If your Instagram Reels feed has drifted into content you don’t enjoy, you can usually fix it with a combination of a “reset” action and a short period of intentional retraining. Instagram recommendations are heavily shaped by what you watch, rewatch, like, comment on, share, and even linger on—so the goal is to remove bad signals and replace them with good ones.

Before you reset: understand what you’re changing

Reels recommendations are driven by signals such as:

  • Watch time and replays (the strongest signals for Reels)
  • Engagement (likes, comments, shares, saves)
  • Follows and profile taps (who you decide to stick with)
  • “Not interested” feedback and hidden content
  • Muted words/topics and blocked accounts (hard negative signals)

A true “reset” won’t erase everything forever, but it can significantly reduce the influence of past interactions and give you a cleaner starting point.

Step-by-step: reset your Reels recommendations

  1. Open Instagram and go to your profile.

    Tap your profile icon, then open the menu (the three lines in the top corner).

  2. Navigate to the recommendation controls.

    Look for settings related to Content preferences, Suggested content, or Recommendations. Instagram periodically renames menus, but the reset option is usually located in this area.

  3. Choose the option to reset suggested content / recommendations.

    Confirm the reset when prompted. This is the closest thing to “starting over” for discovery surfaces like Reels and Explore.

  4. Close and reopen Instagram.

    This helps ensure the new preference state is applied across Reels.

Immediately after resetting: clean up your strongest negative signals

Resetting helps, but a few quick actions can dramatically speed up improvement:

  • Unfollow accounts that consistently post content you don’t want influencing your feed.
  • Mute accounts you want to keep following (friends/family) but don’t want affecting Reels recommendations as much.
  • Use “Not interested” on irrelevant Reels. Do this repeatedly for 2–3 days to correct direction quickly.
  • Block or restrict accounts that repeatedly show spammy or upsetting content.

Retrain your Reels algorithm in 10 minutes (fast method)

After a reset, Instagram needs new signals. Spend 10 minutes sending clear “good” signals:

  1. Search for 3–5 topics you actually like (e.g., cooking, running, photography, language learning).
  2. Watch multiple Reels fully from creators in those topics—avoid skipping quickly.
  3. Like and save the best ones (saves are a strong positive signal).
  4. Follow 5–10 creators whose content matches what you want more of.
  5. Share one Reel to a friend or to your story if you genuinely would recommend it.

Important: for the next day or two, try not to hate-watch or linger on content you dislike. Even watching “ironically” can teach the system to show you more of it.

Ongoing habits that keep your feed healthy

  • Be decisive: skip unwanted content quickly; don’t linger.
  • Use negative feedback consistently: “Not interested” works best when you use it repeatedly for the same type of content.
  • Curate your follows: your following list quietly shapes what Reels thinks you like.
  • Refresh your interests monthly: spend a few minutes engaging with new topics you want to see more often.

Troubleshooting

  • My feed changed but then reverted.
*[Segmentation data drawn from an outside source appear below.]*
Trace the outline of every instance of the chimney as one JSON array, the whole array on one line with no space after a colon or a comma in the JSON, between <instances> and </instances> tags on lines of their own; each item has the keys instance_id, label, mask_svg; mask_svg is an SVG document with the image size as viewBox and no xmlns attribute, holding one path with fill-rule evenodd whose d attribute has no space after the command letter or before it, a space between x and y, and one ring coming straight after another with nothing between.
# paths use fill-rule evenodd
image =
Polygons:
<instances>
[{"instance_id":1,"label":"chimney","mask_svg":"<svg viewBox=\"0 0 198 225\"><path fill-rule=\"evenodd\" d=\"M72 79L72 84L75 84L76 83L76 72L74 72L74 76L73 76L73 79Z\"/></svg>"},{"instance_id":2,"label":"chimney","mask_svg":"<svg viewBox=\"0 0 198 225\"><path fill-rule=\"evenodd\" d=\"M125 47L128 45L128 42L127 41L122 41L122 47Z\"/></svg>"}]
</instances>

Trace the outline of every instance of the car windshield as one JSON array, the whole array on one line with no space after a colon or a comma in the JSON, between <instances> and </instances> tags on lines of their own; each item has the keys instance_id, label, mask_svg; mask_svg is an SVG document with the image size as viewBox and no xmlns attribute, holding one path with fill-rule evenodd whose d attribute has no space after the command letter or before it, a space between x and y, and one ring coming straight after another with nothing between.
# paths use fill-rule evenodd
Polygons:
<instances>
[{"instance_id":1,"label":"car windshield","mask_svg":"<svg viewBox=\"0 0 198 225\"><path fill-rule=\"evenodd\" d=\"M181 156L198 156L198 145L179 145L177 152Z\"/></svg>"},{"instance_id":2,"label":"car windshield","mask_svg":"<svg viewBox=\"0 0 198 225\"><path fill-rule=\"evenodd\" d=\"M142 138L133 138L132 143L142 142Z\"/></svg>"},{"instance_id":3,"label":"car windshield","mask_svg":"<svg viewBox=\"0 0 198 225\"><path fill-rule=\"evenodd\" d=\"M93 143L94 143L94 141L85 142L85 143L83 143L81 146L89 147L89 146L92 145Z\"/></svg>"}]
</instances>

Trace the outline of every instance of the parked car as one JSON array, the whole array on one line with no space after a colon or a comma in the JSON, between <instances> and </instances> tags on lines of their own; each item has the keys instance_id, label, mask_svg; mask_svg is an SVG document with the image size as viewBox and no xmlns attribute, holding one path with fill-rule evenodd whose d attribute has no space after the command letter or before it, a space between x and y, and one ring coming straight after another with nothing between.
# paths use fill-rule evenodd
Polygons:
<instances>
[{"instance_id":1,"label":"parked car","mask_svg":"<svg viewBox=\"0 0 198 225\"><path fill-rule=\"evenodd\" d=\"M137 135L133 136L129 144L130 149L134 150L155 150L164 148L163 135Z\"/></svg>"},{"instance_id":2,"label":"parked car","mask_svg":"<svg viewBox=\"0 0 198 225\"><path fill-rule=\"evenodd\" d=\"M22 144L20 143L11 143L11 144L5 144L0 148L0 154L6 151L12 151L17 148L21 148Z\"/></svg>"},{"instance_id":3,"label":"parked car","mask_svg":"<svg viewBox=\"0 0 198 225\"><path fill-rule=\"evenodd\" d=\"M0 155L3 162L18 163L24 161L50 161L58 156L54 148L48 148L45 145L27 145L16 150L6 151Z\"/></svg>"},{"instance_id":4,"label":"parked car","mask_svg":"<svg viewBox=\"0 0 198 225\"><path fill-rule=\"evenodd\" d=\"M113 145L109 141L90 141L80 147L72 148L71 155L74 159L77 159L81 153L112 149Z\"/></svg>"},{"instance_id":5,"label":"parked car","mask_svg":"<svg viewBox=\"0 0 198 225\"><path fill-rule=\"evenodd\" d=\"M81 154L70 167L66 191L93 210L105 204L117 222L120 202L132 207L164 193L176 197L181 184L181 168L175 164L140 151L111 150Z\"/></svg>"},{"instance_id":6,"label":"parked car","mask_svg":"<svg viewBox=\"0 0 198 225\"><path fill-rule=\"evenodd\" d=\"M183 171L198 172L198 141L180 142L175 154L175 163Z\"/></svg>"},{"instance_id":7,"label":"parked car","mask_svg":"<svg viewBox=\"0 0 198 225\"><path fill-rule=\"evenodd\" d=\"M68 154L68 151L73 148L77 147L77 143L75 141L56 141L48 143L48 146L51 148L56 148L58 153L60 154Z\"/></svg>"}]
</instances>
You may still be sending mixed signals (rewatches, long watch time, or frequent comments on unwanted topics). Tighten your “skip fast” habit for 48 hours.
  • I keep seeing one specific theme. Use “Not interested” on multiple examples of that theme, unfollow similar accounts, and avoid searching for related keywords.
  • I want less sensitive content. Check Instagram’s content controls (often labeled “Sensitive content” or similar) and set it to a more restrictive level if available.

With a reset plus a short retraining period, most users see noticeable improvement within a day—and a much more stable feed within about a week of consistent signals.